The producer of a miniseries about the life of former FBI Director James Comey – and especially his tenure in President Trump’s administration – wrote an impassioned letter to executives at Showtime begging them to air the miniseries before Election Day, so that it could potentially change voters’ against Trump.
The writer and director of the miniseries, Billy Ray, (“Captain Phillips”) learned that Showtime had moved the premiere date of the miniseries to late November – after the presidential elections. Ray wrote an angry letter to his cast and crew explaining the move and the disappointment he felt about it.
“The health of a media company depends on attracting audiences – and our movie, aired in August of an election year, would have been very big news. Can you imagine the billboards? Comey Vs. Trump! A cast loaded with Emmy winners!” the letter reads in part.
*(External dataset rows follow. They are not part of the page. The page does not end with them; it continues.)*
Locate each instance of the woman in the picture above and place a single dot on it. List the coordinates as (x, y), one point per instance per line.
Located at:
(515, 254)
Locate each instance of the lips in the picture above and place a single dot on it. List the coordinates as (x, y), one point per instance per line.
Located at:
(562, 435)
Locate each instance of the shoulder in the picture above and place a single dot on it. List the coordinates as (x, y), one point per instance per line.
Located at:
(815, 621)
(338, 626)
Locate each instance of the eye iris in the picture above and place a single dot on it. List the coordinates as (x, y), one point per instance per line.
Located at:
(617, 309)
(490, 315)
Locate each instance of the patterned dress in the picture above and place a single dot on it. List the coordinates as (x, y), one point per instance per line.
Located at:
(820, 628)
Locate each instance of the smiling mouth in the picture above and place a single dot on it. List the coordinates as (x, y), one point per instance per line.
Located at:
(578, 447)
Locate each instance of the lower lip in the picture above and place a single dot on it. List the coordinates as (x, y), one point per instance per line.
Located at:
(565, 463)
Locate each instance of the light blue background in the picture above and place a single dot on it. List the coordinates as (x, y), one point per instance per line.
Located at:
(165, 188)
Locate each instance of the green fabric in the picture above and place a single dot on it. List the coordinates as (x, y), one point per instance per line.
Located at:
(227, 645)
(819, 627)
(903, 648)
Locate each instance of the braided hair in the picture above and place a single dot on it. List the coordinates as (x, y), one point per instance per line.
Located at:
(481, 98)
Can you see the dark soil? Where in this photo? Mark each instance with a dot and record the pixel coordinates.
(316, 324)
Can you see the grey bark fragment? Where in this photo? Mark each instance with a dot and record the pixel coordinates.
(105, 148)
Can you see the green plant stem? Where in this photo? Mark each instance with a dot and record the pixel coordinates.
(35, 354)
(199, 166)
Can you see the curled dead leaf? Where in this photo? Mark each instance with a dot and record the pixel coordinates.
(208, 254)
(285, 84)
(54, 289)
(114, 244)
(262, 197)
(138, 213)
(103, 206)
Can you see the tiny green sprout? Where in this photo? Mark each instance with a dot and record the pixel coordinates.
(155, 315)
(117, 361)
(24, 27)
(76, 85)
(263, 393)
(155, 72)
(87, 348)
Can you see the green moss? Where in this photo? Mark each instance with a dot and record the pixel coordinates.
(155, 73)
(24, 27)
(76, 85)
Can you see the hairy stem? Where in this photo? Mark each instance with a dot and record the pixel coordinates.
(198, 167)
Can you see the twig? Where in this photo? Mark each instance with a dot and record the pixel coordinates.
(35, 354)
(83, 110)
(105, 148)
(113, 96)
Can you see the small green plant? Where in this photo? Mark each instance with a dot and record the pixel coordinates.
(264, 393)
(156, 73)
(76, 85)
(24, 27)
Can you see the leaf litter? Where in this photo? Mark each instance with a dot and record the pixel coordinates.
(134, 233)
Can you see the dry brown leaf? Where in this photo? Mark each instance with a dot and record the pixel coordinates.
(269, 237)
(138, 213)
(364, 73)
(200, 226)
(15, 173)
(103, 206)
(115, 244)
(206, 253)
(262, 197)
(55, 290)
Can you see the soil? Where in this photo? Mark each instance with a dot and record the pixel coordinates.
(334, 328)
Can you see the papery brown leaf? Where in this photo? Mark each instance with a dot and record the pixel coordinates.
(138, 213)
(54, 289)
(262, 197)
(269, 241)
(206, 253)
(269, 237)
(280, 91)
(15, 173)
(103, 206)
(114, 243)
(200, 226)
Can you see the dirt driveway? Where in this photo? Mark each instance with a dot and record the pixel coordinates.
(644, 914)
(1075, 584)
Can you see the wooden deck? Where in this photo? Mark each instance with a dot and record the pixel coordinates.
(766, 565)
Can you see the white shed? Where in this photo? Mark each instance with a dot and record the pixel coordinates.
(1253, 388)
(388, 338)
Sources tell Deadline.com that the cast all participated in the creation of the miniseries while expecting that it would air during the election season, apparently where it would do the most damage to Trump’s chances. The miniseries stars among others Jeff Daniels as James Comey and Brendan Gleeson as Donald Trump.
Ray’s letter was published by Deadline on June 23. The next day Showtime announced the miniseries, The Comey Rule, would air on consecutive nights in late September – just in time to cause, or be one of many, “October surprises” apparently.
Showtime gave no reason for the change but two stores made news the same day the scheduling change was announced: an appeals court ordered the charges against former National Security Adviser Michael Flynn be dropped, and de-classified notes taken by former notoriously anti-Trump FBI agent, Peter Strzok, show that Comey thought Flynn’s phone calls to then-Russian Ambassador Sergey Kislyak were “legit.” That was long before FBI agents questioned Flynn about those phone calls and brought charges against him for lying about it.
It seems that in order to combat any good news that might come the president’s way, Showtime decided to air the miniseries before Election Day in order to add it to the list of things that may cause him some damage politically.
If it sounds and looks like propaganda, one can call it what it is: propaganda.